Our conversation soon turns to sports stars and Jake explains how many have opened up on how they have picked themselves up from injury and drops in form while sat in his chair.
"It's been good to have elite players come in to talk about what they are going through as well," he said.
Conversations like these are important he explains because they normalize how people are feeling and remind them everyone is human.
Something he believes is particularly important in the age of social media.
One piece of advice Jake sticks to is unfollowing people offering "unhealthy" life expectations on platforms such as Instagram.
"Everyone is guilty of waking up and going straight on their phone," he says.
"But if we can wake up and look at good, positive things, it is only going to set us in good stead for the rest of the day."
"Whereas, if you wake up and go straight onto a Love Islander's page saying buy this t-shirt it is just going to make you feel down on yourself."
Jake also cuts into some other enlightening subjects during our session including his own experience of "toxic masculinity".
We share our own insights on how a "group dynamic" can quickly emerge that can prevent young men from saying what they think or feel in certain situations.
The conversation naturally swings to lockdown and the impact it has had on ourselves and those around us.
"I got out in nature a lot and just sort of asked myself what do I really want out of life," said Jake.
"For me it's about making people happy and making memories with people that they will remember forever.
Something he has tried to take into the workplace, adding: "You can have one conversation with someone and you can remember that for the rest of your life."
Lockdown proved the perfect time for Jake to take stock of his options and think about what direction he wanted to take his first business in.
With an ever-growing client list those decisions appear already to have paid dividends.
"The hardest thing was to stay focused," he said. "And I put all my attention and all my focus into this and making this as good as possible.
"I think just having something to focus on was really useful."
But as Jake explains, there are no hard and fast rules when it comes to looking after your own mental health.

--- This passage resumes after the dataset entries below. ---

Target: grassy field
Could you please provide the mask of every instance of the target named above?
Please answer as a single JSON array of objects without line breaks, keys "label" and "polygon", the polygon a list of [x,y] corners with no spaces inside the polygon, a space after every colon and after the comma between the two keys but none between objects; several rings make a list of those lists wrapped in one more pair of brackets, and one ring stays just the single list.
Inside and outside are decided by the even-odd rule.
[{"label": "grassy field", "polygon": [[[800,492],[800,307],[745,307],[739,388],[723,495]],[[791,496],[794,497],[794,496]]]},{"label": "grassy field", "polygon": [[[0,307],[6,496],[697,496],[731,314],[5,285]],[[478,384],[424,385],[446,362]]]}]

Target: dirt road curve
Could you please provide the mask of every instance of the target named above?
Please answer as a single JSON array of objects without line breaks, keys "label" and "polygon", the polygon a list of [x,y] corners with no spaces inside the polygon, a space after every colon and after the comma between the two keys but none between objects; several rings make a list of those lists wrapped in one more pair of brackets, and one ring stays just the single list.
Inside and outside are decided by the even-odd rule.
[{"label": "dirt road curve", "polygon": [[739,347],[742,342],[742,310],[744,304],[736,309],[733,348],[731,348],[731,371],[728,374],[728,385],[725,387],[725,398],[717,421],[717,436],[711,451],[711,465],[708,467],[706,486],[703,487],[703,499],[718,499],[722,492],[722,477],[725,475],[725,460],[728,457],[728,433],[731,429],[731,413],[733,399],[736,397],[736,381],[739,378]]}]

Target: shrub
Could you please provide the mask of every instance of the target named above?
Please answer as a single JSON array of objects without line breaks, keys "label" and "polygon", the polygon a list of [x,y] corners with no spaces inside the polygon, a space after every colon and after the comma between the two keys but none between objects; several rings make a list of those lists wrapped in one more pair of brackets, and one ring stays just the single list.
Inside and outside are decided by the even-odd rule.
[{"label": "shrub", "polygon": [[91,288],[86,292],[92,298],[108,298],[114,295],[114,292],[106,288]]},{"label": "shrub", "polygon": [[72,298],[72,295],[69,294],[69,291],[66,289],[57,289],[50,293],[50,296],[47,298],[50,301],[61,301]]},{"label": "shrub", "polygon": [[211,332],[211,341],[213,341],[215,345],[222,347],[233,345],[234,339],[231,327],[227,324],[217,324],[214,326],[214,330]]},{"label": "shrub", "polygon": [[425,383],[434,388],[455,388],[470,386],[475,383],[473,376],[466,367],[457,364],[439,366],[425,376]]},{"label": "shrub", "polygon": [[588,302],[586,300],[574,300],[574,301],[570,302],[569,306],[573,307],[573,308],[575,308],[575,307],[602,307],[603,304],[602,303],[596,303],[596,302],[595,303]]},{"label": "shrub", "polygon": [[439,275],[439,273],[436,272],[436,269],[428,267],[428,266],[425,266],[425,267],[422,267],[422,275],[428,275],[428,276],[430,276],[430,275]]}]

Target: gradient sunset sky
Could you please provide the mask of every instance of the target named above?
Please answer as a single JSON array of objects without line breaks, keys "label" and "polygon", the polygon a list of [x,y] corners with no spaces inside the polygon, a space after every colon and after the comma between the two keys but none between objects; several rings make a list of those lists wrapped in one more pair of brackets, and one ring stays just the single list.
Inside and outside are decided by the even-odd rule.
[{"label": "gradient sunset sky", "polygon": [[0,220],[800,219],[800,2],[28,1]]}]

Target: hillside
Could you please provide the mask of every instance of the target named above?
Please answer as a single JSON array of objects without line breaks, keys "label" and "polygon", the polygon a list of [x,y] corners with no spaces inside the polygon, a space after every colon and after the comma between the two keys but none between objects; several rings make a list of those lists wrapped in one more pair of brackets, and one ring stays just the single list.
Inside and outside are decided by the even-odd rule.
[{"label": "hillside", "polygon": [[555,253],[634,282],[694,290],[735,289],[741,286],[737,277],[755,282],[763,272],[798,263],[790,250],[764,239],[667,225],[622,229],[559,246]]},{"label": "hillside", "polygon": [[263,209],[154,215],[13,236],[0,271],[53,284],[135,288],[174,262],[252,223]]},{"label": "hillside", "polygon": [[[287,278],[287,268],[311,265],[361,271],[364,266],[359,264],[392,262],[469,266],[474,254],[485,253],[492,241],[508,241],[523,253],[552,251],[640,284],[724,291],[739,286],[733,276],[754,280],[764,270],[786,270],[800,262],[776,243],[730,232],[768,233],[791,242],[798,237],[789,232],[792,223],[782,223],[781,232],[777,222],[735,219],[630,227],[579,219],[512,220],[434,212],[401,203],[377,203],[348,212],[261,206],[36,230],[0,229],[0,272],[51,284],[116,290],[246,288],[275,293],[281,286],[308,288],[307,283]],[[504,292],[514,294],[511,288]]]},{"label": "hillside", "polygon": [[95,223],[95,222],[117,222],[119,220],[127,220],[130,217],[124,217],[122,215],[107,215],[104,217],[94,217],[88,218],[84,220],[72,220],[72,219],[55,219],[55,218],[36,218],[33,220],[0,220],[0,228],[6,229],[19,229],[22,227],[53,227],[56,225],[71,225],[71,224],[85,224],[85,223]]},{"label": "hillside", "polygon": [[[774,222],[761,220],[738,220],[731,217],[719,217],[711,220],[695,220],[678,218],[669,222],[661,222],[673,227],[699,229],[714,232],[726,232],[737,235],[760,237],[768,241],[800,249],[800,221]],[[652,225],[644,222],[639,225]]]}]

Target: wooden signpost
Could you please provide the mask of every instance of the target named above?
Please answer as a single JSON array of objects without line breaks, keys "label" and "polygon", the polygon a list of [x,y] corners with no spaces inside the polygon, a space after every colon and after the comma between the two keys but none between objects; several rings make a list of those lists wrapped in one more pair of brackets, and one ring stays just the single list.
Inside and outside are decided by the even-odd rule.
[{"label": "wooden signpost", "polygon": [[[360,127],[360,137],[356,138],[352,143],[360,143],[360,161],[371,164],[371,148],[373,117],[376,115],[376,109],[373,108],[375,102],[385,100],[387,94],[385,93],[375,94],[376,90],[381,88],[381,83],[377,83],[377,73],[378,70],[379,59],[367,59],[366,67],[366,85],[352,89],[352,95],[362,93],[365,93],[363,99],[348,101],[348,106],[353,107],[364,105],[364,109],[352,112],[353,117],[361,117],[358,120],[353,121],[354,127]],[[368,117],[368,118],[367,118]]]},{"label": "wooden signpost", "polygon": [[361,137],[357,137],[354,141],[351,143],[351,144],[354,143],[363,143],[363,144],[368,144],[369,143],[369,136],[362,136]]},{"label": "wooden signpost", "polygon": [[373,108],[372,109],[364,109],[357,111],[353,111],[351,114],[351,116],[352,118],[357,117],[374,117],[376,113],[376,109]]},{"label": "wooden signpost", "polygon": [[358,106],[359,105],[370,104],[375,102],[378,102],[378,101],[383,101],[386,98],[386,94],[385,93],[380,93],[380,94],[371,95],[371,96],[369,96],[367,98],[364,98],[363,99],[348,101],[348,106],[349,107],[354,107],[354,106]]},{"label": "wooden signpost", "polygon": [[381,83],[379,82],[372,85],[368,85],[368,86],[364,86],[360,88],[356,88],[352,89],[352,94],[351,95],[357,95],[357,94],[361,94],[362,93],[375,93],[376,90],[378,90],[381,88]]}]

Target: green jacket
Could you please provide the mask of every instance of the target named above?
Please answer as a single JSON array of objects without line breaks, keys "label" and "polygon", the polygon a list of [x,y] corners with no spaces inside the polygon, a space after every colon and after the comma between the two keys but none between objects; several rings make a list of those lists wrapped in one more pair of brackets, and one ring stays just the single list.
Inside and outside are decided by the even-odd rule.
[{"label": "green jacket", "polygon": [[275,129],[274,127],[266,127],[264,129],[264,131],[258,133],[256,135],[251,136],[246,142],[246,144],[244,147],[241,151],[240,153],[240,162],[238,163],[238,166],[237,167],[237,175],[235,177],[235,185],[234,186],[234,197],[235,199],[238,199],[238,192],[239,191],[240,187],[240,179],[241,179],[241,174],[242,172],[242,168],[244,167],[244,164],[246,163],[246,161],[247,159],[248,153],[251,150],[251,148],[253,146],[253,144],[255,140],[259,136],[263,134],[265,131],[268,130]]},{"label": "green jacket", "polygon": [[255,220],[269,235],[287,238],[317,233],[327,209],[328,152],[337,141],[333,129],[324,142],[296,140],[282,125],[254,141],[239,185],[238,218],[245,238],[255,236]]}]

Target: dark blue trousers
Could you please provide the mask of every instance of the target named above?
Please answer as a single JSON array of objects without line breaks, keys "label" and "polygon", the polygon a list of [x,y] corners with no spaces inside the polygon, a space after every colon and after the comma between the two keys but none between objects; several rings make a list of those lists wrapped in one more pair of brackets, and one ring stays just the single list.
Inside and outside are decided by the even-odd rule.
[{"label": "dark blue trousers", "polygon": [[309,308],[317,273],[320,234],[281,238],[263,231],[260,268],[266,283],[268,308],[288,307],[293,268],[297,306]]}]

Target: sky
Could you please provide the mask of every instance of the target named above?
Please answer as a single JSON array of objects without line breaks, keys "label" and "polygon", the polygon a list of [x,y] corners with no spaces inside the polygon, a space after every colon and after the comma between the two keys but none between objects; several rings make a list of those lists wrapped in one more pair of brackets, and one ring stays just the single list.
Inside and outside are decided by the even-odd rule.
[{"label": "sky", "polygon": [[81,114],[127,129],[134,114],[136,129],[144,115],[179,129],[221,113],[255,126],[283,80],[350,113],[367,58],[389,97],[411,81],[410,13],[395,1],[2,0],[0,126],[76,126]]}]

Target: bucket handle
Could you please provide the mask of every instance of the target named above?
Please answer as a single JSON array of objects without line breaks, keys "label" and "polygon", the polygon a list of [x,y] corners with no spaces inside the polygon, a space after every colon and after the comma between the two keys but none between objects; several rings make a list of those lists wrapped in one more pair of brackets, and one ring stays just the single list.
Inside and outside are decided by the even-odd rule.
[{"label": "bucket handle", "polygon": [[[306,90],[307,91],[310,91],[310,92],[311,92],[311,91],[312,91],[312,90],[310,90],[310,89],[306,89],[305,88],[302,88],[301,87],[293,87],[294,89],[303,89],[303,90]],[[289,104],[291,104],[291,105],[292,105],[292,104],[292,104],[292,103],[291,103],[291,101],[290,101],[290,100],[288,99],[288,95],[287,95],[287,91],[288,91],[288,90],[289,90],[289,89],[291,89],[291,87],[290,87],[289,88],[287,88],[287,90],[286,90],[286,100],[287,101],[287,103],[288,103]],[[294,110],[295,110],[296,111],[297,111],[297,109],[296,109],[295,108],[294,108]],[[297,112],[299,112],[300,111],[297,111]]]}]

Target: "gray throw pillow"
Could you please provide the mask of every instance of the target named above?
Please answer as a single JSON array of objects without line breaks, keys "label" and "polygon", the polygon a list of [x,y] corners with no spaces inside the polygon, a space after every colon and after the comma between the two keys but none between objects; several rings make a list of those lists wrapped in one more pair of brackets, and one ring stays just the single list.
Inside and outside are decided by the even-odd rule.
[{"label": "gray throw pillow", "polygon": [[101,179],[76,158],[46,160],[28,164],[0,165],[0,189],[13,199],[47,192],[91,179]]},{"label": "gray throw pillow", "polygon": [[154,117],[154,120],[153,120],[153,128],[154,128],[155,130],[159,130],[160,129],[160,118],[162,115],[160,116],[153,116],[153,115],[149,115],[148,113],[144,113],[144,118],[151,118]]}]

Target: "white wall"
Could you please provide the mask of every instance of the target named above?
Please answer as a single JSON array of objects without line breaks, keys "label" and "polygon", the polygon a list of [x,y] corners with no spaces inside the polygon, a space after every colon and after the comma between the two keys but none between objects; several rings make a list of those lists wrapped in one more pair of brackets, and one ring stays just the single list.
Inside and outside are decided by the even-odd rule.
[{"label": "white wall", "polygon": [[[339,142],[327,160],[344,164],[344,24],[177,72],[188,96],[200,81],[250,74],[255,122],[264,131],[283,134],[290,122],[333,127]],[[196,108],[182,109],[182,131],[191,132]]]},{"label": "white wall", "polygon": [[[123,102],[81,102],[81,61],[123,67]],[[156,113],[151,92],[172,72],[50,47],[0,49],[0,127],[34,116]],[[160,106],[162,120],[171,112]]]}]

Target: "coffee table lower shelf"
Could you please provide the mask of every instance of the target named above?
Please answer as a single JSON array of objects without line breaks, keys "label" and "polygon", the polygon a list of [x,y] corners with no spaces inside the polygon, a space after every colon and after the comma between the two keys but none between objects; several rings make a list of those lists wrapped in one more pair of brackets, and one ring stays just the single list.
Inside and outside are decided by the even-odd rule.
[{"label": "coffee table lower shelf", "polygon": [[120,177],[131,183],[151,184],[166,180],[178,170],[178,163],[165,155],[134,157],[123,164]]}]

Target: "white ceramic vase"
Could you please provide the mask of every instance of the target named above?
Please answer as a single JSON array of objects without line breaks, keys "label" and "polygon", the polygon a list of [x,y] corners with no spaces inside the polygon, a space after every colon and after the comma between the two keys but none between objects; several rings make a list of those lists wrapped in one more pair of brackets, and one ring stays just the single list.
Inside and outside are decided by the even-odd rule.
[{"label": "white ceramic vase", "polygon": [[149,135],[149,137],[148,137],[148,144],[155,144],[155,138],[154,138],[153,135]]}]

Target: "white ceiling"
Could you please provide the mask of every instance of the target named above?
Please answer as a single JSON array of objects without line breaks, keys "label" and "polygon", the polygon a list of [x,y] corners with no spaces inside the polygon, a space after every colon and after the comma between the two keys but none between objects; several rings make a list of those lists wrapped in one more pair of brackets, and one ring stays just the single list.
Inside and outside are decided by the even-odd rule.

Despite his newfound focus, Jake is the first to admit not everything goes to plan and recognising that is often an important first step.
"I need to practice what I preach a bit more and take a few more breaks," he adds, after working relentlessly to get the business up and running over the last three or four months.
The switch from paid employment to self-employed has also been a steep learning curve both professionally and personally.
"When you work for someone else it is a bit easier to say 'sorry boss, I don't feel very well today I'm not coming in'," he said.
"But when it's on your shoulders you have got that burden."
Shortly after my time in the chair looking at the man in the mirror is up and I emerge feeling noticeably lighter.
It could have something to do with the large mop of red hair that is now spread across the tiles but there's no doubt I felt like I got a few things off my chest too.
No Bad Days Barbershop is open Tuesday to Sunday. Appointments are available via the Fresha app or online.